30-year-old male presented with dyspnoea and recurrent syncope:
-Objectively: PS 49 bpm, HR 55 bpm, BP 115 \ 60 mm Hg.; BMI = 17, muscle wasting of the shoulder girdle and back, lumbar hyperlordosis.
-Muscle strength of the upper and lower limbs moderately reduced; pts noted a feeling of weakness in the muscles of the legs, neck and shoulders with puberty.
-Mild cognitive deficit was identified: cognitive MMSE (Mini Mental State Examination) test was 19 points (11-19 moderate dementia; 20-23 - mild dementia).
-Chest X-ray showed signs of venous congestion and cardiomegaly.
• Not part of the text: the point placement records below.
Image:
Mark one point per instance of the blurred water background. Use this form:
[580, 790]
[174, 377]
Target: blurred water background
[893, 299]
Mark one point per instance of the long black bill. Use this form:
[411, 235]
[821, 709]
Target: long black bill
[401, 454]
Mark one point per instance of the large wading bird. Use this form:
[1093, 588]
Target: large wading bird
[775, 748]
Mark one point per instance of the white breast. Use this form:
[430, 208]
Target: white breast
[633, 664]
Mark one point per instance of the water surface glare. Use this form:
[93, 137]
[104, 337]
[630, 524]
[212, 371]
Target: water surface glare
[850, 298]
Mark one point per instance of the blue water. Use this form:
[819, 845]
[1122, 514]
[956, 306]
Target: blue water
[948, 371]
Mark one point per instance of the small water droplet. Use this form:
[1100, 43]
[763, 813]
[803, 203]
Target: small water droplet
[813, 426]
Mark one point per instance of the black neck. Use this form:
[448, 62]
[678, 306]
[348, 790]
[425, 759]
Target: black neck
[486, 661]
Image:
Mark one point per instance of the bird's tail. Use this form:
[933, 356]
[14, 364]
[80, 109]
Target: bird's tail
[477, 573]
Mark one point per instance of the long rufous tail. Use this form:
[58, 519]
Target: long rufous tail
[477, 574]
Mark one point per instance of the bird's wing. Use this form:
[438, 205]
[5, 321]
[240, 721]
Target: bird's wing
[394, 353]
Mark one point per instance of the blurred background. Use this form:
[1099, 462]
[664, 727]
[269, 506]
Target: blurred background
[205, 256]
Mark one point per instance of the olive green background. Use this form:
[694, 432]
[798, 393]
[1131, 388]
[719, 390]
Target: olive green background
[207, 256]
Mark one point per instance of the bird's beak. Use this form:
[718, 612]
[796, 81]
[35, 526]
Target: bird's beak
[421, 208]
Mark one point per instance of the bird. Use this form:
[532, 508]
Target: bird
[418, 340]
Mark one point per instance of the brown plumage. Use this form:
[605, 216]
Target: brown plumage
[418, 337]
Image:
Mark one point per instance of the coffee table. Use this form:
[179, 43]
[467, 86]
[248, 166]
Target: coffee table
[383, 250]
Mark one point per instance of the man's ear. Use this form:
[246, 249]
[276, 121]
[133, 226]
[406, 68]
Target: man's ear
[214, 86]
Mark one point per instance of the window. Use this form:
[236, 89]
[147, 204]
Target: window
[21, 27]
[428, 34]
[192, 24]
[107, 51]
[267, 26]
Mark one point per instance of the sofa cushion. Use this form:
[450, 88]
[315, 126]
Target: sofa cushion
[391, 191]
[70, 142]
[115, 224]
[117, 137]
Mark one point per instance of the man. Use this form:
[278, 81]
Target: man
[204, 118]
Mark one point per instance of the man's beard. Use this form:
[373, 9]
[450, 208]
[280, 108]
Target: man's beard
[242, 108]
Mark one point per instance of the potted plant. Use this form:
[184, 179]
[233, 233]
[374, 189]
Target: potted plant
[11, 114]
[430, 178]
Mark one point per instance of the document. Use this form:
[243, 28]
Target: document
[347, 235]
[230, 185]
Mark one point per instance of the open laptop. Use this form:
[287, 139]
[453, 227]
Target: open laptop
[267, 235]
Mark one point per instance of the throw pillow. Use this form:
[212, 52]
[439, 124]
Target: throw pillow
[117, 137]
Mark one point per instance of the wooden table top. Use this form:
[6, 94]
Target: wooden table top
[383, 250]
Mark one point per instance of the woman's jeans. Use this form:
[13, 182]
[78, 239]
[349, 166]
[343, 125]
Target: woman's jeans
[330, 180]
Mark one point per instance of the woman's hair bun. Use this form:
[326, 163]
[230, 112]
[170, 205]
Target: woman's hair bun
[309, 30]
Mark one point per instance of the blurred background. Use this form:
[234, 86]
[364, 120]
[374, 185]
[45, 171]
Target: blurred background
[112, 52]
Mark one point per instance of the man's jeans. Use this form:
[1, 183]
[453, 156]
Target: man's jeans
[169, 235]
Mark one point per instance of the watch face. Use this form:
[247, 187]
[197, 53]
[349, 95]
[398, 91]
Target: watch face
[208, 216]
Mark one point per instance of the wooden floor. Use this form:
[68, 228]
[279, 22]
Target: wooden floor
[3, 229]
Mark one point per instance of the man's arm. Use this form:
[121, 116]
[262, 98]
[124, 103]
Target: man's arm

-TT-Echo examination revealed signs of biventricular hypertrophy without outflow obstruction and LV dilatation with severe systolic dysfunction. There was an asymmetric LV hypertrophy (hypertrophy of the papillary muscles, posterior wall thickness - 15 mm, intraventricular septum - 21-23 mm) without outflow obstruction (LVOT = 2 mm Hg), mass index - 492 g / m². LV dimension by Simpson: end-diastolic diameter 67 mm, end-diastolic volume 285 ml, end-systolic volume 178 ml, LV EF 38%, average GLS -5.1%; RV hypertrophy: free wall thickness was 7 mm, apex RV - 8 mm, RV ejection fraction 47%.
-TE-echo: left atrial trombosis in distal third appendage
-According to ECG: an extremely high QRS voltage, LBBB (extended QRS to 250 ms), isthmus-dependent atrial flutter, HR 55-67 bpm (below attach Figure 1,2).
-HM ECG: permanent brady-AF with average HR 49 bpm; min HR 27 bpm, max HR 89 bpm; LBBB, Frederick transient syndrome (distal 3d AV block, 3 episodes of asystole of 3 to 5 sec., polymorphic ventricular premature beats (VPB 208 / 24h, 9 couplets), 2 unstable VT (4 and 7 complexes with HR 125 et 149 bpm).
-Laboratory abnormalities were marked: LDH 1543 U/L, serum CK 1553 U/L, AST 359 U/L, ALT 294 U/L, BNP 1795 µg/mmol
PS: the patient has a contraindication to MRI and CT (claustrophobia)
What is your opinion about cardiomyopathy? What should be the next step for CMP verification?